OSA = obstructive sleep apnea, PS = propensity score, RA = residential area, SD = septal deviation, SMD = standardized mean difference.

Figure 5. HRs and incidence rates for septoplasty.

Figure 5

(A) Forest plot of cumulative HRs for septoplasty in septal deviation group and other factors: sex, residential area, age. (B) Cumulative incidence rates for those with septoplasty and those with no septoplasty. C.I. = confidence interval, HR = hazard ratio, RA = residential area.

DISCUSSION

The prevalence of OSA was significantly higher in the SD group compared with the control group. This result was more pronounced as the BMI increased and decreased significantly after septoplasty.

The nose is the first and major route that air passes through on its way to the lungs. Laminar airflow is necessary in both nostrils to benefit from wearing a positive pressure device. Nasal congestion is a factor that adversely affects air passage, and surgery to improve nasal congestion (for example, septoplasty) lowers nasal resistance and increases CPAP adherence.10,11 Nakata et al12 reported that reducing nasal resistance directly improves quality of life and helps relieve daytime sleepiness. Kim et al13 reported that nasal surgery reduced the respiratory disturbance index and the apnea-hypopnea index (AHI) by 20%, respectively. Through a meta-analysis of 102 patients in 9 studies, Verse and Pirsig14 reported that there was a success rate of about 20% in OSA alone. In a meta-analysis consisting of 13 papers from 1999 to 2009, Li et al15 also found that the AHI value improved from 35.2 ± 22.6 to 33.5 ± 23.8 per hour after nasal surgery (P = .69). They reported that there was an impressive outcome in the visual analog scale from a questionnaire survey compared with the improvement in the AHI.

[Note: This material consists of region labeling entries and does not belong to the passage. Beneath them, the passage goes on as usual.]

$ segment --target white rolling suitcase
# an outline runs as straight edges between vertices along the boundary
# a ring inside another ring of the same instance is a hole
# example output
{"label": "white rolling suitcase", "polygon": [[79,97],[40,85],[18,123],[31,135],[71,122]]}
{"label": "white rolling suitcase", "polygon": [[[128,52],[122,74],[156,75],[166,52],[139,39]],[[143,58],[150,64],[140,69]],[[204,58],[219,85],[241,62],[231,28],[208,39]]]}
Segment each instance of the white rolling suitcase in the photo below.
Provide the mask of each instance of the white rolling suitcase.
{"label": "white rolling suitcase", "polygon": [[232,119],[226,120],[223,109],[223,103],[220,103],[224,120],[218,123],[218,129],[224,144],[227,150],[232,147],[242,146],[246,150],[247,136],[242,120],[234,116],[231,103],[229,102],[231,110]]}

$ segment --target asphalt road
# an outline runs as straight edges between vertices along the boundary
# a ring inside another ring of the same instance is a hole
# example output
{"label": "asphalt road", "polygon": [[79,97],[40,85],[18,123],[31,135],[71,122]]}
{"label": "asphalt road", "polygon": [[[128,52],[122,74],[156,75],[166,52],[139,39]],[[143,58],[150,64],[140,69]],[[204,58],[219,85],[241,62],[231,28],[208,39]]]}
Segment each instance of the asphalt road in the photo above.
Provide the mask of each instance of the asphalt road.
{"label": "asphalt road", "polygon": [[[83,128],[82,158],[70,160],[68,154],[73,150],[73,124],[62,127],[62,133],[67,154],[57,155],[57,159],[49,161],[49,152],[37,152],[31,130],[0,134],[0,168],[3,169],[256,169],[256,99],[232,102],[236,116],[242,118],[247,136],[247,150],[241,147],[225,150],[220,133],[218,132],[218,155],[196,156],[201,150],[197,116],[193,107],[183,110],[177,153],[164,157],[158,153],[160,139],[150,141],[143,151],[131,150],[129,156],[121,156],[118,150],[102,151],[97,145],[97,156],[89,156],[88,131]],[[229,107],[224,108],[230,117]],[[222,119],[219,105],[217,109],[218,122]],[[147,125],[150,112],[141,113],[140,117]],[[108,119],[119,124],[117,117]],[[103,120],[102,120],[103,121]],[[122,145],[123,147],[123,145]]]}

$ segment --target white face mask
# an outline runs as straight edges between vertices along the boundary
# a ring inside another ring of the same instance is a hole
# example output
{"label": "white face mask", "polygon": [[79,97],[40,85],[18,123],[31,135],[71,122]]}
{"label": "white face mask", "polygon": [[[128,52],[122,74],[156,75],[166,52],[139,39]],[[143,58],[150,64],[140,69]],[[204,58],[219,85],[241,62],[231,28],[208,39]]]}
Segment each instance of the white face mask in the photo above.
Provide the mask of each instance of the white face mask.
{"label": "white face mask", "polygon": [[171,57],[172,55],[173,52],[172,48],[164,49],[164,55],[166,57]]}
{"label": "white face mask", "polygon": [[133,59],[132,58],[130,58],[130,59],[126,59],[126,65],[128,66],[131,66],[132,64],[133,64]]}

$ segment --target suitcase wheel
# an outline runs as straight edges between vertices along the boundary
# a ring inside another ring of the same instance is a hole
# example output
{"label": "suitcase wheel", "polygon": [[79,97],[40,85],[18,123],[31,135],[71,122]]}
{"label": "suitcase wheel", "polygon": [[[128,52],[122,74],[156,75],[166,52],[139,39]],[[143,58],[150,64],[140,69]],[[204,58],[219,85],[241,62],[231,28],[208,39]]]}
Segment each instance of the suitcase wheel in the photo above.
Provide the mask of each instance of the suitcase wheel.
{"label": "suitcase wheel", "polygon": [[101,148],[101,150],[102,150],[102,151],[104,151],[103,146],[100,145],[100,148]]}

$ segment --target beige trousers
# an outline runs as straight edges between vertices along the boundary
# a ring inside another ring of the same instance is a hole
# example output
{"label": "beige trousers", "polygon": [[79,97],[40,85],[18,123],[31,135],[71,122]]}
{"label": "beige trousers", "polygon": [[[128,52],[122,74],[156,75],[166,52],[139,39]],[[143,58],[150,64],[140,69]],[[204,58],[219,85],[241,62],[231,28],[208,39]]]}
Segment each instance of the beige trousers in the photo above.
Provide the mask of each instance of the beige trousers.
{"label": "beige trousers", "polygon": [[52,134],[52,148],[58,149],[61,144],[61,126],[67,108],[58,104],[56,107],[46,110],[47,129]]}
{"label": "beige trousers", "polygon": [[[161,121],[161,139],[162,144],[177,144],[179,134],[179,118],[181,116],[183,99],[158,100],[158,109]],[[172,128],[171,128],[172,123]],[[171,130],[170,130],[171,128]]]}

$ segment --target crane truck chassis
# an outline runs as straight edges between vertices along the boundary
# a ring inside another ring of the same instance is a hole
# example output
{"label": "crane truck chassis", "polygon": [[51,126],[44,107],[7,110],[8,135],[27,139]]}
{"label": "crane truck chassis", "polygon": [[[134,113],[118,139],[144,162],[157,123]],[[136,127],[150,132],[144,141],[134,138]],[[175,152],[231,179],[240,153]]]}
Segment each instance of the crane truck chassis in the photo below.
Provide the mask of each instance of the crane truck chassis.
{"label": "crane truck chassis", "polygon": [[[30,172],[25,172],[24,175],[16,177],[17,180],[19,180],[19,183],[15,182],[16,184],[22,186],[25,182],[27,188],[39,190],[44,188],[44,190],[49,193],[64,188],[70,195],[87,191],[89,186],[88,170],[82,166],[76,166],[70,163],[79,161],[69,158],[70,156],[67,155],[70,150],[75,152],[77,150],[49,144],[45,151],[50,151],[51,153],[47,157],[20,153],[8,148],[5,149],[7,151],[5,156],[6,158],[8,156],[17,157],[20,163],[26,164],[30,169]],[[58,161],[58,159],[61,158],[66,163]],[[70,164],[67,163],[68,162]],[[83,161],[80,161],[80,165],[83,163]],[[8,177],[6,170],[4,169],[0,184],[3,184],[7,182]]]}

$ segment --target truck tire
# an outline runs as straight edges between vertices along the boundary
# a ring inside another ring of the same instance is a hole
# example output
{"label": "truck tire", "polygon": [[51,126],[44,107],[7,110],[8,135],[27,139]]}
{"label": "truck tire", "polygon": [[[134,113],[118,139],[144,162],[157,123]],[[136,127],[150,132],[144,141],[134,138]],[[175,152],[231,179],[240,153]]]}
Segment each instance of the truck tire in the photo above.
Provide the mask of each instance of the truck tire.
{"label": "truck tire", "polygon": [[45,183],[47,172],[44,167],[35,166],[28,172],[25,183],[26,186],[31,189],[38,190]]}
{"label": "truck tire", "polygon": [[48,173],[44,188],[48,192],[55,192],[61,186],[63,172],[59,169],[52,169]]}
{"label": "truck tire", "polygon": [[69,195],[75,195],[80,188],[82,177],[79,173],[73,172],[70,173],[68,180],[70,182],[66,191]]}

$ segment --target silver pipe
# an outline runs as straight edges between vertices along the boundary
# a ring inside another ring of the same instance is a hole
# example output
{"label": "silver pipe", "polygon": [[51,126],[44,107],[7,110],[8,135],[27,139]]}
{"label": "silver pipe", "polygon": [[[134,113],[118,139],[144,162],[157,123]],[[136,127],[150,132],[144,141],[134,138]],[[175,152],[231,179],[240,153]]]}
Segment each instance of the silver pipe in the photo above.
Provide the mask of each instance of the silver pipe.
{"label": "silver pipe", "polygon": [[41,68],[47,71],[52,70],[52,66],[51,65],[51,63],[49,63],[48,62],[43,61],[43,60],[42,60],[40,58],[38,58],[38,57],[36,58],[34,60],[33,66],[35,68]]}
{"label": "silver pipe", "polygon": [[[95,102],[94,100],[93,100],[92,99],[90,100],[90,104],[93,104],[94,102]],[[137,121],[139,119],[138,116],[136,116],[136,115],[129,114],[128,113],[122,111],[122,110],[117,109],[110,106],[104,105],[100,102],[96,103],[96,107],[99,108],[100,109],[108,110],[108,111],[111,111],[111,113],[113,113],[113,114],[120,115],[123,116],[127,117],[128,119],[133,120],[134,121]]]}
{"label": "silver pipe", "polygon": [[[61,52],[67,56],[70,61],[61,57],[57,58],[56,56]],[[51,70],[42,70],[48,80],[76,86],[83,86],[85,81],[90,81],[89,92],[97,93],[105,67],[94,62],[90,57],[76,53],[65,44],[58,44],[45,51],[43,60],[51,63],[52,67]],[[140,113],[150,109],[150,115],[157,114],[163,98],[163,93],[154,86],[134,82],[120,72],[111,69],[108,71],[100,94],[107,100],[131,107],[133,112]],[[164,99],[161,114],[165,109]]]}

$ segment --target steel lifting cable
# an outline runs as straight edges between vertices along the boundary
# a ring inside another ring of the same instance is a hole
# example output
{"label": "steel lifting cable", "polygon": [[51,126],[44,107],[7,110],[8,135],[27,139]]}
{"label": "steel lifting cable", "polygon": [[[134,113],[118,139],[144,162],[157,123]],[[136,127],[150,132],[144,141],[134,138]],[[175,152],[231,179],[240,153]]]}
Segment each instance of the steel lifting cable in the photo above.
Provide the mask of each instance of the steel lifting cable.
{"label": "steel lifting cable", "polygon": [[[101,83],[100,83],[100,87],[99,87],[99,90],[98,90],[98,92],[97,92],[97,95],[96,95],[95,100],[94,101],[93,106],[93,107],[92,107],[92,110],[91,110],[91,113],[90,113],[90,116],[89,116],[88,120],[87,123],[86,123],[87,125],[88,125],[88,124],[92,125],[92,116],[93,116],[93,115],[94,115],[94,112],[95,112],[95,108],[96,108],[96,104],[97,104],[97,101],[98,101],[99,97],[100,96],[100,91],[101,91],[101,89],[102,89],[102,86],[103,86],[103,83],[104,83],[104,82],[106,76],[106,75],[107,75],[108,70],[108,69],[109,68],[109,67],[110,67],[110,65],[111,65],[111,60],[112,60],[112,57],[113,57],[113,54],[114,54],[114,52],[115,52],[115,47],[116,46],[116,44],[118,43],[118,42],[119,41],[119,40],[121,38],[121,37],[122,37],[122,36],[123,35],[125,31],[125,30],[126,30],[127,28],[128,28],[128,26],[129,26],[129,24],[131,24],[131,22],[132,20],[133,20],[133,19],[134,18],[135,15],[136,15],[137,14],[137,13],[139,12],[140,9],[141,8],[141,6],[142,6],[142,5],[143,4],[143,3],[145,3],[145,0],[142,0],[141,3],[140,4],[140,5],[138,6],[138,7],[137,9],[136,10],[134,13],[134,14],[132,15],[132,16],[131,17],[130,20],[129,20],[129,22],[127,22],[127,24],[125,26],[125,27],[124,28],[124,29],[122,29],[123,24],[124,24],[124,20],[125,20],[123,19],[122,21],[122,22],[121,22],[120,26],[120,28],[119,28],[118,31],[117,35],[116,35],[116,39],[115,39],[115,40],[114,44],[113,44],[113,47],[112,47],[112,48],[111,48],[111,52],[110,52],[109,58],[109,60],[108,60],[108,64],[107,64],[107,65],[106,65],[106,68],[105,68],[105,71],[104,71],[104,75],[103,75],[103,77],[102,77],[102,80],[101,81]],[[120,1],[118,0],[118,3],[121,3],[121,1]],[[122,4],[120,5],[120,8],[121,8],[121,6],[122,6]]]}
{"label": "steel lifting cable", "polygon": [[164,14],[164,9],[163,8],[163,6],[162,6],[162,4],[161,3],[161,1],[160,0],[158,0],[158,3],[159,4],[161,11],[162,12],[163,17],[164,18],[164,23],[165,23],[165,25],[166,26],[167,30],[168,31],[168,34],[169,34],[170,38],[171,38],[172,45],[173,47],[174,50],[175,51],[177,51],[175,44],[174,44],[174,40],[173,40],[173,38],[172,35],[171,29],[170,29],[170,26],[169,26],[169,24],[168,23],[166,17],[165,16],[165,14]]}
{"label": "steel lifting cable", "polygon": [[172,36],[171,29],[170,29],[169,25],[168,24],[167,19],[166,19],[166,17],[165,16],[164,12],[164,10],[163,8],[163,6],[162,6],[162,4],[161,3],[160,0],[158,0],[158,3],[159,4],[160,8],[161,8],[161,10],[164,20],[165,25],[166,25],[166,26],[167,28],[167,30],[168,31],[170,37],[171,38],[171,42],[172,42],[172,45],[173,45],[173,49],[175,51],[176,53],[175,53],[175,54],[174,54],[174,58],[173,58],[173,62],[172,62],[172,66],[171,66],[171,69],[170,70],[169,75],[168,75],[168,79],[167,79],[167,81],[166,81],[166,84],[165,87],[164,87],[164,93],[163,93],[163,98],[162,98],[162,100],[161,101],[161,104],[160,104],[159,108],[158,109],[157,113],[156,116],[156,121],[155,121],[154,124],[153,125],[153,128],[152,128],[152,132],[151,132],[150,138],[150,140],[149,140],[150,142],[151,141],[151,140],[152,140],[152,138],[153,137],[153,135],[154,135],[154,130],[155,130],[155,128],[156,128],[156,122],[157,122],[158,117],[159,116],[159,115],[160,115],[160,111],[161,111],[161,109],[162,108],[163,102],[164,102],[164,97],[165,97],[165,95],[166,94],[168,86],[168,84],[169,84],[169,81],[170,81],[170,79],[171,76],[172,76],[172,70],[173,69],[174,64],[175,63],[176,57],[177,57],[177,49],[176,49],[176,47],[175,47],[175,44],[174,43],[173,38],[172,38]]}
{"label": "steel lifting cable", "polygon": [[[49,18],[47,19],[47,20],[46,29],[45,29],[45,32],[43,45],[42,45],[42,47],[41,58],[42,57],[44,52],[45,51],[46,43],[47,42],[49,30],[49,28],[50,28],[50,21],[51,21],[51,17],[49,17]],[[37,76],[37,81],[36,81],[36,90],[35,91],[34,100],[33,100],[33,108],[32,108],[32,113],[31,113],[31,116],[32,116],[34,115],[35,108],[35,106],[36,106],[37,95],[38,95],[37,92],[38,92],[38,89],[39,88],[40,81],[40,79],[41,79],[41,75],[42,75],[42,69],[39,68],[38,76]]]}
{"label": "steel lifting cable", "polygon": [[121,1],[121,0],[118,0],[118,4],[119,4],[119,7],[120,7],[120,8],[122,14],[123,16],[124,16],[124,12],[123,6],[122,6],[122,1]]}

In this study, the prevalence of OSA was 4.39 times higher in the SD group compared with the control group (Figure 2). In the SD group, those who received septoplasty were 29% less likely to be diagnosed with OSA in the observed time period (Figure 5A, Figure 5B). In subgroup analysis, the HR for OSA was lower in younger patients with SD compared with older patients (HR: 0.79 [0.64–0.98]) (Figure 3). At a young age, airway resistance is relatively low, so the rate of OSA is lower.16,17

Other factors increasing the prevalence of OSA include male sex (HR: 3.77 [2.83–5.03)], living in large cities (HR: 1.31 [1.07–1.62]), and higher socioeconomic status (HR: 1.27 [1.05–1.56]). That OSA is more common in men than in women is a consistently proven effect in several studies.18

It is worth noting that the higher the socioeconomic status, the higher the prevalence of OSA diagnosed in the SD patient group. In this study, in terms of income, the top 30% were considered to have a high socioeconomic status, and the prevalence of OSA was 1.27 (1.05–1.56) times higher in this subgroup compared with the bottom 70%. In Korean society, since 2002, the income of the top 10% has risen sharply from 37.8% of the total population to 43.3% in 2016.19 This income disparity leads to inequality in the opportunity to go to a hospital. Therefore, patients with symptoms of SD and with lower economic status (the bottom 70% in terms of income) would be less likely to go to the hospital for treatment of OSA compared with high income patients, as this complaint is not covered by insurance funds. It is thought that this is the reason why OSA diagnosis was higher in the SD subgroup with higher income.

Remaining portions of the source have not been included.